Vor drei Jahren dann holte Deilmann für die weitere Kommerzialisierung Toon Bouten, der früher unter anderem bei Compaq und Philips arbeitete, als CEO in die Geschäftsführung.
Am Markt durchzudringen war nicht leicht, denn die Branche ist eher konservativ, und die Haushalte müssen erst einmal von zusätzlichen Investments überzeugt werden. Zuletzt haben sich die Vorzeichen aber geändert. Gebäude sind bei der Energiewende ein zentraler, aber oft unterschätzter Baustein.
Laut Bundeswirtschaftsministerium entfallen in Deutschland fast 40 Prozent des Energieverbrauchs auf den Gebäudesektor. Ziel der Bundesregierung ist es, dass der Gebäudebestand bis zum Jahr 2050 nahezu klimaneutral ist.
Bis dahin ist es noch ein weiter Weg. Der Gebäudebereich mache nach wie vor Sorgen, sagte Hermann Dannecker, Vorsitzender des Deutschen Energieberater-Netzwerks DEN. „Er ist der einzige Sektor, der die Klimaschutzziele im vergangenen Jahr verfehlt hat.“ Hier lasse sich „ein erhebliches Potenzial heben und aktivieren“.

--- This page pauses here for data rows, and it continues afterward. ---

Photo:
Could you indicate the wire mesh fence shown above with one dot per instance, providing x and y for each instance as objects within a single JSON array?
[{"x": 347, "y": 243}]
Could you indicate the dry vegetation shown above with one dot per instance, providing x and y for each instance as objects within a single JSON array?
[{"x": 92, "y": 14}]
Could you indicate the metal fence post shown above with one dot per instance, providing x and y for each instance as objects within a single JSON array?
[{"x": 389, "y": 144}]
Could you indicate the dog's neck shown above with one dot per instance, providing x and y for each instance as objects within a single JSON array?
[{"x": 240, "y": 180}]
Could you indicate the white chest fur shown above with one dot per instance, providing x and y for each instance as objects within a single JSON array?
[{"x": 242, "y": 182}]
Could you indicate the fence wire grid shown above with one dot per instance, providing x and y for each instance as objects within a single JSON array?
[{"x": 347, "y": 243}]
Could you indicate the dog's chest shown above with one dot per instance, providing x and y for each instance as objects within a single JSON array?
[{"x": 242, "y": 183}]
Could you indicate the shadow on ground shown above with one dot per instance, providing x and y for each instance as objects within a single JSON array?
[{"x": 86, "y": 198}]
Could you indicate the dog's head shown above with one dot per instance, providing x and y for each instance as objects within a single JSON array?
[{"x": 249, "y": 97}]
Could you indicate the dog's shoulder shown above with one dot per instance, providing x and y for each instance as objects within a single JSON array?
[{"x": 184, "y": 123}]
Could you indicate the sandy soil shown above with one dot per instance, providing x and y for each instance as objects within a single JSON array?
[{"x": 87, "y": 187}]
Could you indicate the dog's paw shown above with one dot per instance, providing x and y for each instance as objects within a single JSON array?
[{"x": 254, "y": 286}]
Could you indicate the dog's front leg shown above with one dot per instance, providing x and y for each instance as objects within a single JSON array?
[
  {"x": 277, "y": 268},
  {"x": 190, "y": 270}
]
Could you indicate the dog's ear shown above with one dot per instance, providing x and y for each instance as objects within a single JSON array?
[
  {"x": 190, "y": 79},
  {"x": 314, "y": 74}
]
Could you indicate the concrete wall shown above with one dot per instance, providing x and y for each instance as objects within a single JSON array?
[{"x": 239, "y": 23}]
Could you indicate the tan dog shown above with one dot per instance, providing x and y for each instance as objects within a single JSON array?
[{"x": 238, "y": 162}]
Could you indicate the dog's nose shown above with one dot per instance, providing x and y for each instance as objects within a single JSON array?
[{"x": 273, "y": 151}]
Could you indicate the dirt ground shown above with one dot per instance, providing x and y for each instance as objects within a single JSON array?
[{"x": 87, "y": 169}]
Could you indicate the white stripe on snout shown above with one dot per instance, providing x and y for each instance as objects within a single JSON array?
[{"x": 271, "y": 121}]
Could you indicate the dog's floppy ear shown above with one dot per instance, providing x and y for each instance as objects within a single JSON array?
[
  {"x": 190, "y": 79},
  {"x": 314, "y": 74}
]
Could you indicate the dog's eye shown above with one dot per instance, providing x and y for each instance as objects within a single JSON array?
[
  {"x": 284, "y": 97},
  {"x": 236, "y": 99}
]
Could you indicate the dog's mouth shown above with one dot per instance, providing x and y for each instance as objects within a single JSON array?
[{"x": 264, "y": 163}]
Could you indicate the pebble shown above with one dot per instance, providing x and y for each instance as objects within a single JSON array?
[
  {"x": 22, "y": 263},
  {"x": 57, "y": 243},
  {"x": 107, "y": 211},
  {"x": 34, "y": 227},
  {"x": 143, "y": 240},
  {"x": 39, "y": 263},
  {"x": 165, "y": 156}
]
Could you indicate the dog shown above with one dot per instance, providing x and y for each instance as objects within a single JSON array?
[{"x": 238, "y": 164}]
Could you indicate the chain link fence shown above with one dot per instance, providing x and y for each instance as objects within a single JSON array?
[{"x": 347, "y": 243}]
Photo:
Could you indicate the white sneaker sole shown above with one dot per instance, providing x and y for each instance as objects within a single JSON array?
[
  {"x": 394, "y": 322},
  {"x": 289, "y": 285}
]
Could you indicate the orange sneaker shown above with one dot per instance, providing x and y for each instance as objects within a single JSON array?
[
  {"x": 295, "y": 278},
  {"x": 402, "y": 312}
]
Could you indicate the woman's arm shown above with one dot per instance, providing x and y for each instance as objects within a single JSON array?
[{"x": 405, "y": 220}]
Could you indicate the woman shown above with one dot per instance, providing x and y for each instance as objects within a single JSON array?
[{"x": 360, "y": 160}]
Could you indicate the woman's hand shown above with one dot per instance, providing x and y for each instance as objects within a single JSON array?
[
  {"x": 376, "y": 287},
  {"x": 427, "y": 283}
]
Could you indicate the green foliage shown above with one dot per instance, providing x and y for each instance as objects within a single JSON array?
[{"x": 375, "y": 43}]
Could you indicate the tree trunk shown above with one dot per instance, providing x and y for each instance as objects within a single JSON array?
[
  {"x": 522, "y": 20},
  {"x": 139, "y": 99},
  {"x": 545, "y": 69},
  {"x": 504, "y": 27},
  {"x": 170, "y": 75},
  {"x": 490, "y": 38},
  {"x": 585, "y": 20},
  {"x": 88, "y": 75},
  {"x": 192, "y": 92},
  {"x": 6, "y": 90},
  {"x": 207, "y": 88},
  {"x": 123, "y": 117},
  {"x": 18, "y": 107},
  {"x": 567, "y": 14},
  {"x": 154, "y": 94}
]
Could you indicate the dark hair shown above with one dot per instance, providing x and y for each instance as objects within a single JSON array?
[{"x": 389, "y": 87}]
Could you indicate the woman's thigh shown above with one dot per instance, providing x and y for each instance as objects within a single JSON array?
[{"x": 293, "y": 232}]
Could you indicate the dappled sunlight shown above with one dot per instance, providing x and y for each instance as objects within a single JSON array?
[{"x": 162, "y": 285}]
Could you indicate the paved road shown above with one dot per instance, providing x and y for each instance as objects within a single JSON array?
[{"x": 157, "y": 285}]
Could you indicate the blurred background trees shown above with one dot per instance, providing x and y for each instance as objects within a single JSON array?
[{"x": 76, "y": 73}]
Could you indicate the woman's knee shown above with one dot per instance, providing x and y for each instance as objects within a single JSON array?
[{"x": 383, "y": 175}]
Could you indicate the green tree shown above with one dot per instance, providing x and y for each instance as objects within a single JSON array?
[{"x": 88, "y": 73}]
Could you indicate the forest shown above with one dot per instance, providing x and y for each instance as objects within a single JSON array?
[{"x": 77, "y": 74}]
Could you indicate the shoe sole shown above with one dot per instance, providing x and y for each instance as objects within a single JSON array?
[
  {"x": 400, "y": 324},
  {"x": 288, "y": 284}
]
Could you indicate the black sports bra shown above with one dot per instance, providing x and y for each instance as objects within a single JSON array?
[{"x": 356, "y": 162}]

Für die Anbieter intelligenter Heizungs-Apps ist das eine zusätzliche Verkaufshilfe. Die Kunden könnten nicht nur Geld sparen – weil Heizung und Klimaanlage nicht unnötig laufen, wenn niemand im Haus ist, und davon profitieren, dass die Wohnung rechtzeitig erwärmt oder gekühlt ist, wenn sie nach Hause kommen. Auch den Klimaschutzaspekt stellen die Anbieter nun stark in den Mittelpunkt.
Nach Einschätzung von Tado lässt sich der Energieverbrauch mit einer intelligenten Wärmeregelung durch Algorithmen im Schnitt um 22 Prozent senken. Die Neuanschaffung der Heizungs- und Klimaanlagenregelung kostet laut Tado etwa 200 Euro. „Das rechnet sich in der Regel innerhalb eines Jahres“, sagt Deilmann.
Da die Heizungen der Kunden mit der Cloud in Echtzeit kommunizieren, können nach Einschätzung des Unternehmens durch vorausschauende Wartung auch die Reparatur- und Servicekosten deutlich verringert werden.
Seitdem Deilmann seine Geschäftsidee in den USA entwickelt hat, hat er das Land fest im Blick. Schließlich geht es um den größten Markt der Welt. Tado spielt hier keine Rolle, der Markt wird von Anbietern wie Nest und Ecobee beherrscht, an dem Amazon ebenfalls beteiligt ist. „Für einen Markteintritt in den USA bräuchte man viel Kapital“, sagt Deilmann. Ein Börsengang sei da eine Möglichkeit, die finanzielle Feuerkraft und die Bekanntheit mit einem Schlag zu steigern.